I don’t anticipate the review will be so radical as to return to state-funded education. But equally, I know that simple tweaks around the edges, to slightly reduce the burden on the state or individuals, will not fundamentally address the conflict between public and private investment in HE. Perhaps the funding review offers the chance for a comprehensive ideological rethink much more than a simple zero-sum game. Maybe taking a look at our Scandinavian neighbours for inspiration would allow us to start to understand who really pays and not just how much.

4 responses to “More notes from Scandinavia: who really pays?

  1. An interesting discussion, though one can’t help feeling that it is not one which the post-18 review will provide space for.

    Terms of reference dictate that the review will:
    “Maintain the principle that students should contribute to the cost of their studies while ensuring that payments are progressive and income contingent”
    and
    “will not make recommendations related to… taxation, and its recommendations must be consistent with the Government’s fiscal policies to reduce the deficit and have debt falling as a percentage of GDP.”
    So it’s hard to see what scope there is for reconsidering the balance between public and private costs of HE.

    That said, perhaps there is scope to consider what private funding means for the student-institution relationship as you suggest.

    One further thought – stating that the “UK funding model pushes significant debt burdens onto students” seems to me unhelpful. Surely, if we want to encourage as wide participation in HE as possible, we should be making the case that student debt is not a ‘burden’ at least in the way other kinds of debt are?

  2. Couple of points. Firstly, there’s no single group that you can term taxpayers; everyone who has to pays tax, even students. The views of taxpayers are indistinguishable from the views of the general population, because taxpayers are the general population; and there’s no clear sign of any consensus about the role and purpose of HE, based merely on the fact that people pay tax.

    Secondly, why shouldn’t HE be paid for out of taxation; not only is a good HE sector a benefit to a country’s economy, society and culture, but such an arrangement would effectively recognise what happens now. Upfront costs come out of taxation, and students pay back some (but very rarely all) of the incurred debt through taxation. Spreading the burden (in a tax system that is more progressive, and more closely focussed on wealth inequality rather than income inequality) would seem to be the fairest thing. After all, everyone benefits; so everyone- and especially those who can afford to do so- should pay.

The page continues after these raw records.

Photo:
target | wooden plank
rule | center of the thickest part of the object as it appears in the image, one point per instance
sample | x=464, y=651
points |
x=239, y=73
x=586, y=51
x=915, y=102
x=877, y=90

  3. I sympathise with the tenor of the article but unfortunately the HE sector is not independent of other general questions of taxation and the redistribution of (social) income. We do not ‘enjoy’ a low taxation system as the article suggests – the damage that that long term policy has done across the public sector along with the privatising of it for both users (to be consumers) to the benefit of the providers has been the main instrument, along with the defeat of trade unions and the evisceration of local government democracy, in creating the inequalities that alarmed the Commission on Equal Opportunities to the extent that there was a mass resignation of their board.

    The inequalities outlined by Milburn and colleagues has an impact on educational opportunities, including access to HE, but more worryingly it is the HE sector that unwittingly reinforces the inequalities.

    Sorry but it appears that HE cannot act on this alone. it lost its autonomy to act sometime ago when it was the donnish dominion for the reproduction of an elite and also fully funded.